I would suggest that everyone do this from time to time. The meetings are open to the public, and they are much different than on television. It really gives you a feel for how decisions are made on behalf of those of us who live and work in Edmonds.
For many years now, I’ve volunteered my help producing a weekly community television show on Comcast’s Public Access channel. The show focuses on current issues that affect our communities, both large and small, and our host is an experienced interviewer so the half-hour is usually quite informative. The Skippers land purchase controversy seemed right for our viewers, so after the Council meeting I invited the Mayor to be a guest on the show and discuss the topic in both the broad and narrow sense. For example, what are the options for Edmonds and the Skippers property in particular, and how do other cities of less-than-metropolis size deal with the issue of potential long-term investment when they are simultaneously struggling with shrinking budgets for day-to-day operations?

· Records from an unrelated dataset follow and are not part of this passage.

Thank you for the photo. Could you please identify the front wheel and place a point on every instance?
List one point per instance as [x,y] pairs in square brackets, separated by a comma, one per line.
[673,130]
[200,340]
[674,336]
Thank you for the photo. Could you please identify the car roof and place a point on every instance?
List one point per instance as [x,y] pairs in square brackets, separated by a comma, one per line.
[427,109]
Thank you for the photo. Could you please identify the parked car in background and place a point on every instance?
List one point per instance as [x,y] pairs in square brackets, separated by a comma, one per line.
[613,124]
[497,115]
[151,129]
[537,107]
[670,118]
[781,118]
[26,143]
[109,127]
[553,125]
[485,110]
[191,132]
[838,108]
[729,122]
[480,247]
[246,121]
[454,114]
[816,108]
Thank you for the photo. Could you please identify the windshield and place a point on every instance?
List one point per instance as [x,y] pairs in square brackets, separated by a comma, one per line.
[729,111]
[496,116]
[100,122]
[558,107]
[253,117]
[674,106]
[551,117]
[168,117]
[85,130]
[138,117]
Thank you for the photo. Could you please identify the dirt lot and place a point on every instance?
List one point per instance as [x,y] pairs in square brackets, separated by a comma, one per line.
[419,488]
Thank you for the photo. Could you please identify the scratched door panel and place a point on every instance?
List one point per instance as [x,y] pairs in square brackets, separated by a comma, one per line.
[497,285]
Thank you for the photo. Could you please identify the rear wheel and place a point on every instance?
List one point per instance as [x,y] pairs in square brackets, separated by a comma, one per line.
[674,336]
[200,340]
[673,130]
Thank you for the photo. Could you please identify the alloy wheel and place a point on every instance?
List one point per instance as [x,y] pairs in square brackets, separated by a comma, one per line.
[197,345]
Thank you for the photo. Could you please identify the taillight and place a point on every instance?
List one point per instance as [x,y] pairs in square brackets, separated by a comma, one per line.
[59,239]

He agreed to come on the show and did an excellent job of exploring the issue. (You can see a replay on YouTube.)
During the course of our discussions about the show, I told the Mayor about how I felt about that and other issues faced by the City. It was my feeling that the council was being dysfunctional, with a lot of petty politicking during the meetings, flip-flopping on decisions week to week , talking about wanting “the citizens’ input” but only getting it after committing the City to a course of action and then having to reverse course. As specific examples, I cited the Skippers Property and the Climate Solutions contract.
I didn’t expect it, so I was pleased at how open the Mayor was in talking with me about the City’s issues. Before you could say “What time is the next ferry?” I had volunteered to help in any way I could.

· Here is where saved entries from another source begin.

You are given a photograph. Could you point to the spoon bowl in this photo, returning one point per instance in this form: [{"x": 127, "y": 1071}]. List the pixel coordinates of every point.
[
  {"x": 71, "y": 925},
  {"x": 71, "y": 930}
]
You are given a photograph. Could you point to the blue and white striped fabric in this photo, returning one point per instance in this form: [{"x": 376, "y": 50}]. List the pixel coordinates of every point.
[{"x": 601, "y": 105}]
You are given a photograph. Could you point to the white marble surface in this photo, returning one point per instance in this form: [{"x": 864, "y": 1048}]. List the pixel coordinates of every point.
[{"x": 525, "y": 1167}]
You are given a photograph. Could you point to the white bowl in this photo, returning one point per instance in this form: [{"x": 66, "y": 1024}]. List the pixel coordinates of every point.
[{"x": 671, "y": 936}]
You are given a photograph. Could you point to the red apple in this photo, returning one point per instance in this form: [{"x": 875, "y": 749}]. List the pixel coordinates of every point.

Soon after this, Councilmember David Orvis resigned from the City Council. I had another meeting with the Mayor, this time about Internet reception in the Council Chambers (one of the tasks for which I was volunteering) and lamented that I would like to seek Mr. Orvis’ seat but was uncertain about working with a group of people who displayed the kind of dysfunction I had seen on television and at later meetings. The Mayor encouraged me to get involved, pointing out that “the only way any city gets a great City Council is for good and interested people to apply.” He had encountered others with my doubts and felt strongly that the healthiest, strongest change grows from within. This inspired me to give the idea some serious consideration.

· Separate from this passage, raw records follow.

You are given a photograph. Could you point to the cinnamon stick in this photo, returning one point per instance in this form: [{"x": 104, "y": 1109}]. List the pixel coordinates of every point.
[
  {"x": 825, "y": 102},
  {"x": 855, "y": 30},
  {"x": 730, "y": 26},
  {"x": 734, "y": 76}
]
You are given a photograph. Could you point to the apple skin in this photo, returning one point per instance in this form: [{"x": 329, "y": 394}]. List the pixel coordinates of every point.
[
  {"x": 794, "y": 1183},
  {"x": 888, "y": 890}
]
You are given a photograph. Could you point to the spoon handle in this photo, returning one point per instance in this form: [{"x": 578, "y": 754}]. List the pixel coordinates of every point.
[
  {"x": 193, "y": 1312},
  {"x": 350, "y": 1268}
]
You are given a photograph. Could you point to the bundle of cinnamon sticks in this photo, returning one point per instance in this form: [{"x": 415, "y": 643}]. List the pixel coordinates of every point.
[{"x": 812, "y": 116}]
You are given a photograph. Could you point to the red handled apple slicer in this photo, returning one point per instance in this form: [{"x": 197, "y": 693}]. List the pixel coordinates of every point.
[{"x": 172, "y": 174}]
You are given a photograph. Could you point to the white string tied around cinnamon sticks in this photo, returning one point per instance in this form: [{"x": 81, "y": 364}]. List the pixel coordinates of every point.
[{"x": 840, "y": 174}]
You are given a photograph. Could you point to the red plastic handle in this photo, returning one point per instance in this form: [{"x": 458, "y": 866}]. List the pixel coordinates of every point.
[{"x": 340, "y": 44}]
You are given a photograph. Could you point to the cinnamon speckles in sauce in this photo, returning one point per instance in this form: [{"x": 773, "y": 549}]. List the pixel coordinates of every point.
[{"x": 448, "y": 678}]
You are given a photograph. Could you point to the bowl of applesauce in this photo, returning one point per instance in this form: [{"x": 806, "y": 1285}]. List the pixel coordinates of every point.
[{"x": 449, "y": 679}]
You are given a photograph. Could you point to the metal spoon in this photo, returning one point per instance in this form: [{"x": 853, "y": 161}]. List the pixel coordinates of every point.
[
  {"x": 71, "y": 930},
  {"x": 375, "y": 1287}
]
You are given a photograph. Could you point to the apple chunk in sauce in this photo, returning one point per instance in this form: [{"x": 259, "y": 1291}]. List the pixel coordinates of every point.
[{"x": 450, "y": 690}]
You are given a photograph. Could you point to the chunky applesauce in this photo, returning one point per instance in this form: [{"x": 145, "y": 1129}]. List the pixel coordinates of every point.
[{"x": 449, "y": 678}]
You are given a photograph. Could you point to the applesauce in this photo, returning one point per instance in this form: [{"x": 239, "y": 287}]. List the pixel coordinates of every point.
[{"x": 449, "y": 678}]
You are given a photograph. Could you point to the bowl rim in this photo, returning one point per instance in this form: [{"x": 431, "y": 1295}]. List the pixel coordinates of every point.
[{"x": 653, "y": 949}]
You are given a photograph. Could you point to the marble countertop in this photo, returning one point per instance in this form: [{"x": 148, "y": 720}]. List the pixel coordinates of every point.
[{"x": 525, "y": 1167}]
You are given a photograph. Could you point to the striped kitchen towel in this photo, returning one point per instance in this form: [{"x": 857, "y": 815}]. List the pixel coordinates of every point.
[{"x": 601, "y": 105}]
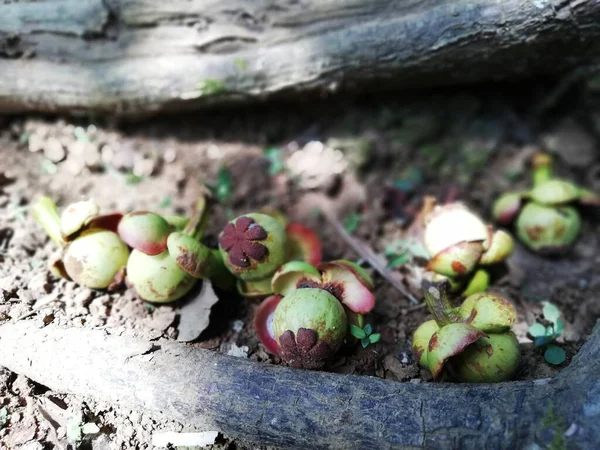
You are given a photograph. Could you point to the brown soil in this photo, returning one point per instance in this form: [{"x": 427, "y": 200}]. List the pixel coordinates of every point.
[{"x": 469, "y": 147}]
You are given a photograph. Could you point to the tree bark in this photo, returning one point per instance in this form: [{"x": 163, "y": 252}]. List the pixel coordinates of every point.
[
  {"x": 133, "y": 57},
  {"x": 300, "y": 409}
]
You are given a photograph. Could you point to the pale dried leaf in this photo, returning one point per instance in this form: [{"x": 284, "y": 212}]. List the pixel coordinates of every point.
[{"x": 195, "y": 314}]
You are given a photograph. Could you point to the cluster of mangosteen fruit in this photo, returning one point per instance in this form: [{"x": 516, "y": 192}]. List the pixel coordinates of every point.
[{"x": 308, "y": 305}]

The Mayor also pointed out that applying for the post would give me a better idea about how the process worked, which in turn would give me a better appreciation for the possibilities inherent in local government.
I didn’t have insider connections, and some of my community service has been in Seattle rather than Edmonds (although I’ve lived here my whole life).Â But I did have a sincere desire to make things better, a sound reasoning mind, and years of experience helping diverse people move toward consensus and mutual respect. In addition, my background is in financial areas and analysis, which are skills almost every city, and Edmonds in particular, needs in these challenging times when budgets are being slashed and deficits are being forecast.
In the end, I decided Edmonds could use my skills right now. Next thing I knew, I was having breakfast with my friends and reporting to them that I had applied for the open position on the Edmonds City Council.